The recent discovery of a new particle marks a significant milestone in particle physics, taking place at CERN's upgraded LHCb detector. This achievement is the result of a collaborative effort involving over 1,000 scientists from 20 countries, with the United Kingdom, particularly Manchester, playing a pivotal role.
A Heavier Proton Relative
The newly identified particle, Ξcc⁺, belongs to the same family as the proton, first discovered in Manchester by Ernest Rutherford and his team between 1917 and 1919. Unlike the proton, which consists of two up quarks and one down quark, the Ξcc⁺ contains heavier charm quarks in place of the up quarks.
This finding is a continuation of Manchester's rich legacy in particle physics. In the 1950s, researchers at the university were the first to discover a member of the Ξ (Xi) particle family, paving the way for groundbreaking discoveries such as this one.
Manchester's Contribution to the LHCb Upgrade
Professor Chris Parkes, head of the Department of Physics and Astronomy at the University of Manchester, led the international team during the installation and initial operations of the upgraded LHCb detector. He has overseen the UK's involvement in this project for over a decade, guiding it from its inception to completion.

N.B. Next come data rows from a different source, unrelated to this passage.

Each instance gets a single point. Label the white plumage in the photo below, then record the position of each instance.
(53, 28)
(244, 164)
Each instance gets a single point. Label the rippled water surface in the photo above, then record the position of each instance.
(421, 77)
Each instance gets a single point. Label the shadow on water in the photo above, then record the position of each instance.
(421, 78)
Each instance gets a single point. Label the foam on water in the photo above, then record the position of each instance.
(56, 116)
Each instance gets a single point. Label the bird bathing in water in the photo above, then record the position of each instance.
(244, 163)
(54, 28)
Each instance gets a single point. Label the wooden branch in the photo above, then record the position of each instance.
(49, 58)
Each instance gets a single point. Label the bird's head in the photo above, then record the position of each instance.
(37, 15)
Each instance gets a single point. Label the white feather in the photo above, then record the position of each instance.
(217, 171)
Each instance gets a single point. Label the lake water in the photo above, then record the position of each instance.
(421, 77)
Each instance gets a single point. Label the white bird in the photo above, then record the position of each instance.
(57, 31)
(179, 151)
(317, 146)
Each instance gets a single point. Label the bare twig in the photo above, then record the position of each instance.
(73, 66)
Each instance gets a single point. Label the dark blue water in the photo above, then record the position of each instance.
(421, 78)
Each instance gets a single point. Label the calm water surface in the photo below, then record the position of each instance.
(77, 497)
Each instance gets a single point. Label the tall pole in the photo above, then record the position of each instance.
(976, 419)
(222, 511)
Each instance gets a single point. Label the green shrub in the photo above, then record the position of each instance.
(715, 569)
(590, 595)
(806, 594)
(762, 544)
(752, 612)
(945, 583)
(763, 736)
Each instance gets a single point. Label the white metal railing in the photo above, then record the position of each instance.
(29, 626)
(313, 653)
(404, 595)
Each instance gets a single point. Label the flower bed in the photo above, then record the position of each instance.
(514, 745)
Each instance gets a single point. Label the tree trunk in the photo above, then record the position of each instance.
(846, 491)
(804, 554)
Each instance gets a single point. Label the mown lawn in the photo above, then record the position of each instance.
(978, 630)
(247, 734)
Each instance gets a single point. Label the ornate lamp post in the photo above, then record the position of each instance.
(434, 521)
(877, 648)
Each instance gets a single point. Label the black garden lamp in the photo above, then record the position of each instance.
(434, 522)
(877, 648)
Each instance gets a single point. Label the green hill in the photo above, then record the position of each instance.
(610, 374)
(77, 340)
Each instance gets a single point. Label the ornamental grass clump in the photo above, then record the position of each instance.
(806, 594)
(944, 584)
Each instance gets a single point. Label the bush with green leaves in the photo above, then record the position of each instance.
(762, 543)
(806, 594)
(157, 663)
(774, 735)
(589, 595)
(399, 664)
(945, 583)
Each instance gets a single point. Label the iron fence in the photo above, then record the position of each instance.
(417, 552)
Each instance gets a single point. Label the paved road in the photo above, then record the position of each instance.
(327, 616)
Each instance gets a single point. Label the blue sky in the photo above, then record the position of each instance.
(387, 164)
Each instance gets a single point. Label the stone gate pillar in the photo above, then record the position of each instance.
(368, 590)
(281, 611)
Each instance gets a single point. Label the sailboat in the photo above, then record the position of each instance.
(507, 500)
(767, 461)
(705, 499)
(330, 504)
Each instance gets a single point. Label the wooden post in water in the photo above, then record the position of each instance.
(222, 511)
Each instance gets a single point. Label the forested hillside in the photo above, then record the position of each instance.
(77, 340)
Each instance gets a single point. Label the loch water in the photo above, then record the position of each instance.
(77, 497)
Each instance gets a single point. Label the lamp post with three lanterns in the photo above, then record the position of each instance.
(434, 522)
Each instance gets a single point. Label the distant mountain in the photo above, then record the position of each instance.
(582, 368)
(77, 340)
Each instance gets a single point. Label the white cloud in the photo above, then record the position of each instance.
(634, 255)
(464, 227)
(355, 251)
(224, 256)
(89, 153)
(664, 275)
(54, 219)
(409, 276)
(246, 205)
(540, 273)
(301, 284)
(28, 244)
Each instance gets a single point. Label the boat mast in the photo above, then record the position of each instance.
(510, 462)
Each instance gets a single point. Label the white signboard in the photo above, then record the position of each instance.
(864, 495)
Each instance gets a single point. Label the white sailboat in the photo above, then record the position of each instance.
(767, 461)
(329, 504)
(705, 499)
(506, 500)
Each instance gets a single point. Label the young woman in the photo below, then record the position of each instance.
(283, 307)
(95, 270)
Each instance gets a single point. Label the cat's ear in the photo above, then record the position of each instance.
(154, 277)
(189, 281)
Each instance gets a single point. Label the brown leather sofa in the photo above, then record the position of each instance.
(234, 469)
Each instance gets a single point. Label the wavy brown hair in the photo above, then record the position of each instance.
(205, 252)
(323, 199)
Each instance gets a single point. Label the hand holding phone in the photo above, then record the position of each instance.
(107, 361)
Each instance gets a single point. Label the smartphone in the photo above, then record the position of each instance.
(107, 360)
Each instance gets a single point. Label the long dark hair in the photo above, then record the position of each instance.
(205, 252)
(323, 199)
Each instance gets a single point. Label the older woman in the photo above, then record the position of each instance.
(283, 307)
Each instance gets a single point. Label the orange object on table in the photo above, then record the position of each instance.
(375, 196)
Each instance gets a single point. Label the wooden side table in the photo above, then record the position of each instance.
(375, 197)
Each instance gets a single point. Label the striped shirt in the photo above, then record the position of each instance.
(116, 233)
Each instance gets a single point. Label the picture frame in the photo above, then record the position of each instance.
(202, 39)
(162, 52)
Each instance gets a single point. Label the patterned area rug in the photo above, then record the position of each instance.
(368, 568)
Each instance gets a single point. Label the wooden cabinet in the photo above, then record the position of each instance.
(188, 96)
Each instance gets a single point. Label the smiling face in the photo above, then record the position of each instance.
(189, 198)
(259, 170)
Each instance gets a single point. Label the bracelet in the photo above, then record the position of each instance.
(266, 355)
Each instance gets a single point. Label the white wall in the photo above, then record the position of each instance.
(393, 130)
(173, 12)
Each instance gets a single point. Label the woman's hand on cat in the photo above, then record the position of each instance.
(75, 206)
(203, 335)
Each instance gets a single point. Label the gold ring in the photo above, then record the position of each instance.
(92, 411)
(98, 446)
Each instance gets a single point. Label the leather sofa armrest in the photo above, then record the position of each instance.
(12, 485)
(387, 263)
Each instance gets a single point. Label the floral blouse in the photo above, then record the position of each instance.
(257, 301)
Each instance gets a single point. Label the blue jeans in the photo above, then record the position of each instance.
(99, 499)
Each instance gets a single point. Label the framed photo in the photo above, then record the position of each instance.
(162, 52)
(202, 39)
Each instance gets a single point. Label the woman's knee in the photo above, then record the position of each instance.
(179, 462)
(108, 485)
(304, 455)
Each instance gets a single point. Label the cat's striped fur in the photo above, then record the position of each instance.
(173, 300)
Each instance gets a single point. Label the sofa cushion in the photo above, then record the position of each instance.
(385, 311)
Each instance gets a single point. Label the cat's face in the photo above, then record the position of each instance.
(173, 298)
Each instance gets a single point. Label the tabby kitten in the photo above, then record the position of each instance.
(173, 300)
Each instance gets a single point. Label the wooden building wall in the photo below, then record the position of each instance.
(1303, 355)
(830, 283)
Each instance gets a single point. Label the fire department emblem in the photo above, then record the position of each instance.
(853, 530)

The Manchester LHCb team was instrumental in designing and constructing key components of the upgraded tracking system, including silicon pixel detector modules fabricated in the university's Schuster Building. These components are essential for accurately tracking particle decays and identifying signals like the Ξcc⁺.
Professor Parkes emphasized, "Rutherford's groundbreaking gold-foil experiment in a Manchester basement revolutionized our understanding of matter. Today's discovery builds on that legacy, showcasing the power of state-of-the-art technology at CERN and the remarkable contributions from the UK and Manchester."
Advanced Detection Technology
Dr. Stefano De Capua from The University of Manchester spearheaded the production of the silicon detector modules, likening the detector's function to that of a high-speed camera.
"This detector acts like a 'camera' that captures images of particles produced at the LHC, taking photographs at an astonishing rate of 40 million times per second. It employs a specially designed silicon chip, which also has applications in medical imaging," he explained.
Identifying the Ξcc⁺ Particle
The Ξcc⁺ was detected by analyzing its decay into three lighter particles (Λc⁺, K⁻, π⁺) during proton-proton collisions at the LHC in 2024, the first year the upgraded LHCb experiment operated at full capacity.
A total of approximately 915 decay events were recorded, corresponding to a mass of 3619.97 MeV/c², aligning with predictions based on a previously identified related particle, the Ξcc⁺⁺.
Future Prospects for CERN and Manchester
Looking forward, the University of Manchester is set to continue its leadership role in the next phase of the LHC program, known as LHCb Upgrade 2, which will utilize the High-Luminosity LHC accelerator to collect more data and investigate rare particles in greater depth.
Details regarding the Ξcc⁺ discovery were shared at the Rencontres de Moriond Electroweak conference, highlighting the ongoing pursuit of knowledge in particle physics.